Mozart's Last Year Mixtape

Michael Zwiebach on January 23, 2014

The year 1791 ended badly for Mozart: Being born 137 years before the discovery of antibiotics had its down side. But on the plus side, the great composer had a professional year the likes of which is difficult to believe, even putting aside the issue of a terminal illness: He finished the Piano Concerto in B-flat (no. 27) to start the year, and went on to write two operas, La clemenza di Tito and The Magic Flute, the Clarinet Concerto in A Major, half of a Requiem Mass, several chamber works, and a raft of dances and songs. Here’s a playlist of standards and unusual pieces from Mozart’s last year.

 

    1. Allegro from Piano Concerto 27 in B-Flat, K. 595 (movement 3); Rudolf Serkin, piano; Berlin Philharmonic, Claudio Abbado, conductor.
    Claudio Abbado, who died earlier this week, showed off his Mozart chops with the surprisingly light-fingered Rudolf Serkin in this recording.

    2. Ave Verum Corpus (Hail, true body), K.618; Choir of New College, Oxford; Edward Higginbotham, cond.
    One of the most beautiful settings of this familiar Communion hymn.

    3. Rondo in C Major for glass harmonica, flute, oboe, viola, and cello, K.617; Dennis James, glass harmonica, with the Emerson String Quartet.
    The glass harmonica, a version of tuned water glasses, was actually invented by Benjamin Franklin, in partnership with a London glassblower. Mozart’s work for it has a depth of feeling that places it in the same sphere as the Ave Verum Corpus, composed a month later.

    4 and 5. Two contredanses, K. 605a and 610.
    These little dances have subtitles: “Il trionfo delle donne” (The triumph of women”) and “Les filles malicieuses” (The mischievous girls), and are full of roguish charm.

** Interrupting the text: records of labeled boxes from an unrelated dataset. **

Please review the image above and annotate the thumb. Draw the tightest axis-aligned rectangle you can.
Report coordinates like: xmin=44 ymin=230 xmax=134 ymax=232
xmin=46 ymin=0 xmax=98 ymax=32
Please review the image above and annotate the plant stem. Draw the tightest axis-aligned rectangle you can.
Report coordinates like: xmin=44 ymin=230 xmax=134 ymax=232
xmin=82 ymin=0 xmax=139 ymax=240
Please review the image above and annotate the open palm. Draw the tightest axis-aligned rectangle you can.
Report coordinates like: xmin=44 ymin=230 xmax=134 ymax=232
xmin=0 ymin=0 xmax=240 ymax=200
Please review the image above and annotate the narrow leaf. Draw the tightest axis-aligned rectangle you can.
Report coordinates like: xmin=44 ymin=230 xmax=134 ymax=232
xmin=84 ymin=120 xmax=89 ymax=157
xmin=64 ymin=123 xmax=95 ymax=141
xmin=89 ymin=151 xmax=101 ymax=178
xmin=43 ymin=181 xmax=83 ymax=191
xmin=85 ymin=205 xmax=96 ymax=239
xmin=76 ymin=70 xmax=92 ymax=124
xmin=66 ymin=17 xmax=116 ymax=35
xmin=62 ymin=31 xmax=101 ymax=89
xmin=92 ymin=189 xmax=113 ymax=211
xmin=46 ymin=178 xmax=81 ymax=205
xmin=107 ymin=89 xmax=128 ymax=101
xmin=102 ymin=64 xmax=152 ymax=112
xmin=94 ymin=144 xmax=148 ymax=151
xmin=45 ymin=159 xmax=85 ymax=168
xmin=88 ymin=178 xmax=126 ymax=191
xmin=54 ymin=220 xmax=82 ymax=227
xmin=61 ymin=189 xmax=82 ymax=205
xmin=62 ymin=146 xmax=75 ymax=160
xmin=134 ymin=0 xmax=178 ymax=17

    6. “Bei Männern, welche Liebe fühlen” (With men who feel love), duet from The Magic FluteK. 620; Rosa Mannion, soprano, Reinhard Hagen, baritone; Les Arts Florissants, William Christie, cond.
    All through the bizarre tale of adventure and fantasy and Masonic pronouncements that is Die Zauberflöte, there are these unexpectedly deep feelings, which make the opera more than the sum of its parts. This little duet, sung by Papageno and Pamina about the pleasures and duties of marriage is one.

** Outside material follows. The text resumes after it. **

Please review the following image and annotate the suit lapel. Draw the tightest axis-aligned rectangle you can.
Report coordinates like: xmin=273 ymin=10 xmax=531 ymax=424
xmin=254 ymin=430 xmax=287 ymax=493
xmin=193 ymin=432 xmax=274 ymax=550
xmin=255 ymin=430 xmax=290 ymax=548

    7. “Der Hölle Rache” (A fiery rage), from The Magic Flute; Diana Damrau, soprano.
    And then, of course, there’s the colorful fireworks of this aria, which makes the Queen of the Night really popular with operagoers, despite the unpleasant things she’s threatening here.

    8. “Non più di fiori” (No more flowers), from La clemenza di Tito, K.621; Anne Sophie von Otter, mezzo soprano.
    Mozart’s other opera from 1791 is still regularly performed, and this aria of regret, by the opera’s chief antagonist, Vitellia, is one of the highlights. She realizes the wrong she’s done to the emperor Titus, and vows to give up her power struggle.

    9. Adagio (Movement II) from Clarinet Concerto in A Major, K. 622, Martin Fröst, clarinet; Amsterdam Sinfonia, Peter Oundjian, cond.
    Mozart the melodist supreme; they just kept coming. The clarinet (especially its cousin the basset horn) was a particular loves of Mozart’s, as the instrumentation of Vitellia’s aria above already shows.

    10. “Requiem aeternam” from Requiem in D Minor, K. 626; Berlin Philharmonic and Chorus, Claudio Abbado, conductor.
    A shadowy work, it seems to betray more of the composer’s state of mind at the time of writing than any other work of his.